Yeung Yip-Kan, Park Cheol-Woong, Jun Su Gi, Park Jung-Hoon, Tse Andy Choi-Yeung
Department of Orthopaedics and Traumatology, Caritas Medical Centre, Hong Kong.
Department of Spinal Surgery, Daejeon Woori Hospital, Daejeon, Korea.
Asian Spine J. 2022 Aug;16(4):560-566. doi: 10.31616/asj.2020.0656. Epub 2021 Nov 18.
This was a retrospective longitudinal study of patients operated on consecutively in a single center from May to October 2019.
The aim in biportal interlaminar endoscopic decompression surgery for lumbar stenosis is to compare the clinical and radiological outcome of lateral recess decompression and facet preservation, employing ipsilateral (IL) versus contralateral (CL) approaches.
There is scant literature comparing the radiological outcome of lateral recess decompression and facet preservation via IL versus CL approaches in patients undergoing biportal interlaminar endoscopic decompression surgery.
In this retrospective study, we reviewed 37 IL and 34 CL approaches. Postoperative magnetic resonance imaging of the segment involved was carried out on the same day as the operation for comparison with preoperative imaging. Radiological assessments of recess angle, recess height, facet length, and recess dural sac diameters were compared. In addition, pre- and postoperative Visual Analog Scale (VAS) pain scores for the lower limb were analyzed.
For IL versus CL approaches, we observed statistical differences in the postoperative recess angle (36.0° vs. 43.7°), recess height (4.27 vs. 5.06 mm), and the dural sac expansion ratio for recess diameter (1.54 vs. 2.17). There was better preservation of facet length in the CL approach than in the IL approach (91.9% vs. 83.7%). There was no difference in VAS improvement between the groups (69.3% vs. 63.6%).
Unilateral biportal decompression via the CL interlaminar approach may offer better lateral recess clearance and facet preservation than can be achieved via the IL approach. Larger-scale studies are needed for better delineation and for correlation of radiological features with clinical manifestations.
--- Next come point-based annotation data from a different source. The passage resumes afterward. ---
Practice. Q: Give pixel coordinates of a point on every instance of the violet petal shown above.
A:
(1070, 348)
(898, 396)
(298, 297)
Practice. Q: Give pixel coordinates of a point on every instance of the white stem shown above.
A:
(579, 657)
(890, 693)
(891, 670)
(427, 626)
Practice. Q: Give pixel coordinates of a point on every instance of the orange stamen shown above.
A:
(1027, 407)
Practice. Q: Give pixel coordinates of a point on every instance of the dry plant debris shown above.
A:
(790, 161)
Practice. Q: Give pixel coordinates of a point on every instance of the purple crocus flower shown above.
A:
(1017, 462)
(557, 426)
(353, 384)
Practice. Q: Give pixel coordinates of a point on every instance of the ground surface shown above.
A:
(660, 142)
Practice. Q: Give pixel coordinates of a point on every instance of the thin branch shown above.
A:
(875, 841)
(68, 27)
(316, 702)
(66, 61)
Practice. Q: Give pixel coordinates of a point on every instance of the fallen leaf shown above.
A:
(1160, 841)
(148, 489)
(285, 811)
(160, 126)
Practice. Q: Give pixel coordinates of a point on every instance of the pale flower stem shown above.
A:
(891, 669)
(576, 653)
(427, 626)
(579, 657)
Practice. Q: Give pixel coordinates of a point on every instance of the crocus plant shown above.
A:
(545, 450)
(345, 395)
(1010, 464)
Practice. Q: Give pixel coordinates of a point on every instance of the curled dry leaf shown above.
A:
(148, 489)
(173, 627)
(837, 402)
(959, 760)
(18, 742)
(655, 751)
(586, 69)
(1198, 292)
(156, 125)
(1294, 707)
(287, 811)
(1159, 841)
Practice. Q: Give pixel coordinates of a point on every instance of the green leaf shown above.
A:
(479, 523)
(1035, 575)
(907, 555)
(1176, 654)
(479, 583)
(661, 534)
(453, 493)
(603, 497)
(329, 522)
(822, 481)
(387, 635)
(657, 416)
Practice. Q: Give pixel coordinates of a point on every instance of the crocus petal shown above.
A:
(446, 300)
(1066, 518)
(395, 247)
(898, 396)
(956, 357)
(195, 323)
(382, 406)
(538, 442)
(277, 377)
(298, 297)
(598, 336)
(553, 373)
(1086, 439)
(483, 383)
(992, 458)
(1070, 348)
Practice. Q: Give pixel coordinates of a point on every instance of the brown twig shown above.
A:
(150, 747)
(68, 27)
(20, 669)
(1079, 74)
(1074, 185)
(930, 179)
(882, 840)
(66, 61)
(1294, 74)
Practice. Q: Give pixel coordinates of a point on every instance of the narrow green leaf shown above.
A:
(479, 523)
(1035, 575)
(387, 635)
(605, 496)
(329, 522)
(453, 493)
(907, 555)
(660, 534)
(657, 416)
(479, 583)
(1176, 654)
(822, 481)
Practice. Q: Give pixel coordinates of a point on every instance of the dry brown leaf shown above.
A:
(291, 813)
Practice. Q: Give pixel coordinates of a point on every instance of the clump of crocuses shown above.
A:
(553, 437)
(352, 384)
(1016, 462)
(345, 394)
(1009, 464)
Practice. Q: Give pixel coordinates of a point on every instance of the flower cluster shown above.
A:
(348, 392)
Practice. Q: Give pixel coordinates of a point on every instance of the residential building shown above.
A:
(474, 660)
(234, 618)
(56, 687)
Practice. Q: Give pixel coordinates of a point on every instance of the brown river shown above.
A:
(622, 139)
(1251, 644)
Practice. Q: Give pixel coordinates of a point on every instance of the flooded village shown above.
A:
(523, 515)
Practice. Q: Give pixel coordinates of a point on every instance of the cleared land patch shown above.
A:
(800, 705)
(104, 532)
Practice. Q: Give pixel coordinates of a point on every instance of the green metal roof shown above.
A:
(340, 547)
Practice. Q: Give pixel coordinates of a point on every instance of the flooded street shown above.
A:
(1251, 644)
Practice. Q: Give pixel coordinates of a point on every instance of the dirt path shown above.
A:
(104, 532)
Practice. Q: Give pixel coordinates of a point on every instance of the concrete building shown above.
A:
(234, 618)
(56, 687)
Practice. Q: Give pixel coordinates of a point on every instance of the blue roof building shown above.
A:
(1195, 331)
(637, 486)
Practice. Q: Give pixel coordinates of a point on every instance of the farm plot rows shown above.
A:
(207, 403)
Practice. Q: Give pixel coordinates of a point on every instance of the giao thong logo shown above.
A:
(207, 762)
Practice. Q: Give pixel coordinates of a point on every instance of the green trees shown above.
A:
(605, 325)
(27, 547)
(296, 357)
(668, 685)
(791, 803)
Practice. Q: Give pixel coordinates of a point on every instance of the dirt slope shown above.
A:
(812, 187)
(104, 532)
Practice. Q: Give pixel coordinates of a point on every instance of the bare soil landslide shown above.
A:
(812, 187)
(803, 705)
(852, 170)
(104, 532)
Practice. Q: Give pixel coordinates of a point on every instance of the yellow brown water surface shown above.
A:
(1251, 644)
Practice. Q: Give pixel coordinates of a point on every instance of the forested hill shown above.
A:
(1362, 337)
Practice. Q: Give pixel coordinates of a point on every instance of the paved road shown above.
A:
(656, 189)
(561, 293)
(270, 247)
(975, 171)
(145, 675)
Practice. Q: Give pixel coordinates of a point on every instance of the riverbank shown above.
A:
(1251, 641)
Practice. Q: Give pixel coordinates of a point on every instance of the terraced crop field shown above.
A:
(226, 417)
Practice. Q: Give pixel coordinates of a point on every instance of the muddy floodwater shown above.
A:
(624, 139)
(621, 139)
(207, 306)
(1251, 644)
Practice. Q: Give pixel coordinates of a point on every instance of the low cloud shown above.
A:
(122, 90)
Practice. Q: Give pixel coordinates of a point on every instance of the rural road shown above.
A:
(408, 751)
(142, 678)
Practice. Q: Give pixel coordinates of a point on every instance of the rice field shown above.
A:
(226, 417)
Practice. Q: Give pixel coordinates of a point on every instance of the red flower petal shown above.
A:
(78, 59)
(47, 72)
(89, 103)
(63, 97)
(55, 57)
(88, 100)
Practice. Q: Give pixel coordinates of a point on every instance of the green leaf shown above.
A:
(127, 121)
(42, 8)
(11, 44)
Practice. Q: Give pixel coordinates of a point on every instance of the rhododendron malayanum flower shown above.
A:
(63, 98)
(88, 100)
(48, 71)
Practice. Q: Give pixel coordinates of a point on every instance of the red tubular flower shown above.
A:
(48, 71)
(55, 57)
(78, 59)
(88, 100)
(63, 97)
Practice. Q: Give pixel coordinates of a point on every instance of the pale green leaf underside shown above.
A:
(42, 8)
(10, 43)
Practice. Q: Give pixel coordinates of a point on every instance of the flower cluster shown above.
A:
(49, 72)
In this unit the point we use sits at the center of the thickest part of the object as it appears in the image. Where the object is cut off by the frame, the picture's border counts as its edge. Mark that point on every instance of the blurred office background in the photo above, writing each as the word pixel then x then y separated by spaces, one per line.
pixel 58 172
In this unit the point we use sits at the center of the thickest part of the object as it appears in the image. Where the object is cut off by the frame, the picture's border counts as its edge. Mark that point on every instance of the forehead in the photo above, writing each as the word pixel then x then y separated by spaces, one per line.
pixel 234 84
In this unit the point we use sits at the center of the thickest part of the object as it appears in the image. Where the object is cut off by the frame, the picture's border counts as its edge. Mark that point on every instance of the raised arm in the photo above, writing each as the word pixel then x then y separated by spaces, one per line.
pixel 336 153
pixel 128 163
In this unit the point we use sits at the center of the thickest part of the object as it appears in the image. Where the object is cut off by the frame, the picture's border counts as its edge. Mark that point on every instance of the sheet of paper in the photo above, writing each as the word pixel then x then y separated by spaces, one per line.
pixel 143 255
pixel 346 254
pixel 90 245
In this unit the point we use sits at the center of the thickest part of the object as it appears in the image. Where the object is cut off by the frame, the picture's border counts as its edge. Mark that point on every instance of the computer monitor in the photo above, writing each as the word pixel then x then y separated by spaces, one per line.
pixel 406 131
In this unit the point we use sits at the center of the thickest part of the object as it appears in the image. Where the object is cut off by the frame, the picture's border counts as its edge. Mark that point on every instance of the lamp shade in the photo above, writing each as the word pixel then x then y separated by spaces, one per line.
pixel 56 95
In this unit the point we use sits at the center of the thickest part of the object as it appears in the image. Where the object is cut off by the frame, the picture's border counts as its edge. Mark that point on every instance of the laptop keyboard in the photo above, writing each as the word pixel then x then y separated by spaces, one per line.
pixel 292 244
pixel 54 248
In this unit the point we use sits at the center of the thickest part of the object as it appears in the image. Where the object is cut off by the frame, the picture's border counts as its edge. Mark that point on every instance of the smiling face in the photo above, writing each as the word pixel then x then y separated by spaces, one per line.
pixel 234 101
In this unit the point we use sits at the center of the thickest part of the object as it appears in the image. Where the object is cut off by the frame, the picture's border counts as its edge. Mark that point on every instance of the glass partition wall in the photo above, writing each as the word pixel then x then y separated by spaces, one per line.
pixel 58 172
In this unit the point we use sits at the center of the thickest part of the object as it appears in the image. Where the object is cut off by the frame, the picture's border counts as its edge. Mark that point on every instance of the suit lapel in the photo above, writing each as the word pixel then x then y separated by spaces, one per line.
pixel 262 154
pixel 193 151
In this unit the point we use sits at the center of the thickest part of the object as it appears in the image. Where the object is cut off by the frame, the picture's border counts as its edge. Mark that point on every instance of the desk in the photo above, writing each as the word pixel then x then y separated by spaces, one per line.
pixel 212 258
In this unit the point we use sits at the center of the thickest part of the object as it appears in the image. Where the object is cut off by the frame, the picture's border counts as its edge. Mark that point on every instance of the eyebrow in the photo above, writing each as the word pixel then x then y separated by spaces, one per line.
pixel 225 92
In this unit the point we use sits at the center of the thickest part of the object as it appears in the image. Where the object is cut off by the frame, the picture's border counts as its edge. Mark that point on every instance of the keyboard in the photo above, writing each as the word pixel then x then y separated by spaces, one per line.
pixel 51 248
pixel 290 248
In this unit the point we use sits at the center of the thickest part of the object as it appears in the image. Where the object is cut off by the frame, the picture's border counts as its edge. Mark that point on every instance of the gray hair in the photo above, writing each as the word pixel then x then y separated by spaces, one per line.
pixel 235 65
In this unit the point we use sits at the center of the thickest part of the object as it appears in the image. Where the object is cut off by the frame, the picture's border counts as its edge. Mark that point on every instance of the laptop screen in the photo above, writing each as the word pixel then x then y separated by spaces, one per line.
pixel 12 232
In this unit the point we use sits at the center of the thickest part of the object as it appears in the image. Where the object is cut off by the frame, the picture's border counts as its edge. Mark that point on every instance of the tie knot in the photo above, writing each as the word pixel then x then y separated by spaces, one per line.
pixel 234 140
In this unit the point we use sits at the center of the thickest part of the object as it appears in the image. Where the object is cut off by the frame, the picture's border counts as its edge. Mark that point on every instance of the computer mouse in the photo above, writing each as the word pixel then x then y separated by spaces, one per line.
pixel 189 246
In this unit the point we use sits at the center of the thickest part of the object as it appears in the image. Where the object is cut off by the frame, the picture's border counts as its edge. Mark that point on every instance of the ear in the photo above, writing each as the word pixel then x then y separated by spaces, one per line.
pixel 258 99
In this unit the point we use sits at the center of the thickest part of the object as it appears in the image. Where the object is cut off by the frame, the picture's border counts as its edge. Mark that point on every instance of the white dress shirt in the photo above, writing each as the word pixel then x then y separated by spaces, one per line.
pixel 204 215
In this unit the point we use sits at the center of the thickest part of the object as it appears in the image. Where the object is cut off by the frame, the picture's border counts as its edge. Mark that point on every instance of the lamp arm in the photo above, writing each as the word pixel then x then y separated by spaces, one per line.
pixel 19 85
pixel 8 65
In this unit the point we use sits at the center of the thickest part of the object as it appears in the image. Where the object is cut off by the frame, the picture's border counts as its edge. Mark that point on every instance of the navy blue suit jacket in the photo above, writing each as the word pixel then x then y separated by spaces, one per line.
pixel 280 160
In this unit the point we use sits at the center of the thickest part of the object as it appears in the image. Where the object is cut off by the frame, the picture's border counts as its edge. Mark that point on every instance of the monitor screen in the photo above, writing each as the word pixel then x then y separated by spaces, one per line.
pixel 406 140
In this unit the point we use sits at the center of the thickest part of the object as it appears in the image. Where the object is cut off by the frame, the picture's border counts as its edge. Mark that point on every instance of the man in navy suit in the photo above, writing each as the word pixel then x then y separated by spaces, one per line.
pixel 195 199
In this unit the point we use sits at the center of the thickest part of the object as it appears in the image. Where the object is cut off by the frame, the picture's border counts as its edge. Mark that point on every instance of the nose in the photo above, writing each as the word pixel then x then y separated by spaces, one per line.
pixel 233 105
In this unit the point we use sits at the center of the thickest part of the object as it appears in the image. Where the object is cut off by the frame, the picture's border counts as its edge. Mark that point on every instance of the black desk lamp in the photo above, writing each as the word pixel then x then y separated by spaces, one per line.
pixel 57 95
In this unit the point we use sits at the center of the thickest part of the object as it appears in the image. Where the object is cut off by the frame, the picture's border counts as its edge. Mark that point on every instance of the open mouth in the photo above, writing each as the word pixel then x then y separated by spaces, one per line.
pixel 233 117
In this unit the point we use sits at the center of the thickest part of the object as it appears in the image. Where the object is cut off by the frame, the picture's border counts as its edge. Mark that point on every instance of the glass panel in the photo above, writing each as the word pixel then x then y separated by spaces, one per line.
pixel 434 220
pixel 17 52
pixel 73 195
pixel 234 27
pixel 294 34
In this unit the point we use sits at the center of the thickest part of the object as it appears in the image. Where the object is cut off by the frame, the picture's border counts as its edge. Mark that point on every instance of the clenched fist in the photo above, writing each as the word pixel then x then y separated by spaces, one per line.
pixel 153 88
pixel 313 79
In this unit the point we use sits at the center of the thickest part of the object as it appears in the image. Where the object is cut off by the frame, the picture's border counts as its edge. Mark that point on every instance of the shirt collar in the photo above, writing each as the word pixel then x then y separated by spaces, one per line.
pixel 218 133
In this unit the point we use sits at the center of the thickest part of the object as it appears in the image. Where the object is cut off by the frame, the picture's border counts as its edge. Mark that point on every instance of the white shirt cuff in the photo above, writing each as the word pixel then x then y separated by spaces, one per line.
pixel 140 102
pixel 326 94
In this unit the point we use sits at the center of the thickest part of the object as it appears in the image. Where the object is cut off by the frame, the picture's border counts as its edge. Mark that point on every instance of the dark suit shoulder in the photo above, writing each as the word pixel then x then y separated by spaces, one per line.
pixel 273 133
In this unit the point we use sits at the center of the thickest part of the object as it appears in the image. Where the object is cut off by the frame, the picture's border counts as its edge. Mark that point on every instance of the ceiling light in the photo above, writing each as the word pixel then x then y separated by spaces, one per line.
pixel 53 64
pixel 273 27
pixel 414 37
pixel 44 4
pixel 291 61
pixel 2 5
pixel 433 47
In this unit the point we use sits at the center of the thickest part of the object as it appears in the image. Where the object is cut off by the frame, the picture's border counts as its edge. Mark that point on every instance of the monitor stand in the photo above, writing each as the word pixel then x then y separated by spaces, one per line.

这是一项对2019年5月至10月在单一中心连续接受手术的患者进行的回顾性纵向研究。
双门椎间孔镜下腰椎管狭窄减压手术的目的是比较采用同侧(IL)与对侧(CL)入路进行侧隐窝减压和小关节保留的临床和影像学结果。
在接受双门椎间孔镜下腰椎管狭窄减压手术的患者中,比较通过IL与CL入路进行侧隐窝减压和小关节保留的影像学结果的文献很少。
在这项回顾性研究中,我们回顾了37例IL入路和34例CL入路。在手术当天对受累节段进行术后磁共振成像,以便与术前成像进行比较。比较了侧隐窝角度、侧隐窝高度、小关节长度和侧隐窝硬脊膜囊直径的影像学评估结果。此外,还分析了术前和术后下肢视觉模拟量表(VAS)疼痛评分。
对于IL与CL入路,我们观察到术后侧隐窝角度(36.0°对43.7°)、侧隐窝高度(4.27对5.06mm)以及侧隐窝直径的硬脊膜囊扩张率(1.54对2.17)存在统计学差异。CL入路比IL入路更好地保留了小关节长度(91.9%对83.7%)。两组之间VAS改善情况无差异(69.3%对63.6%)。
通过CL椎间孔入路进行单侧双门减压可能比通过IL入路提供更好的侧隐窝清理和小关节保留效果。需要进行更大规模的研究以更好地描述并使影像学特征与临床表现相关联。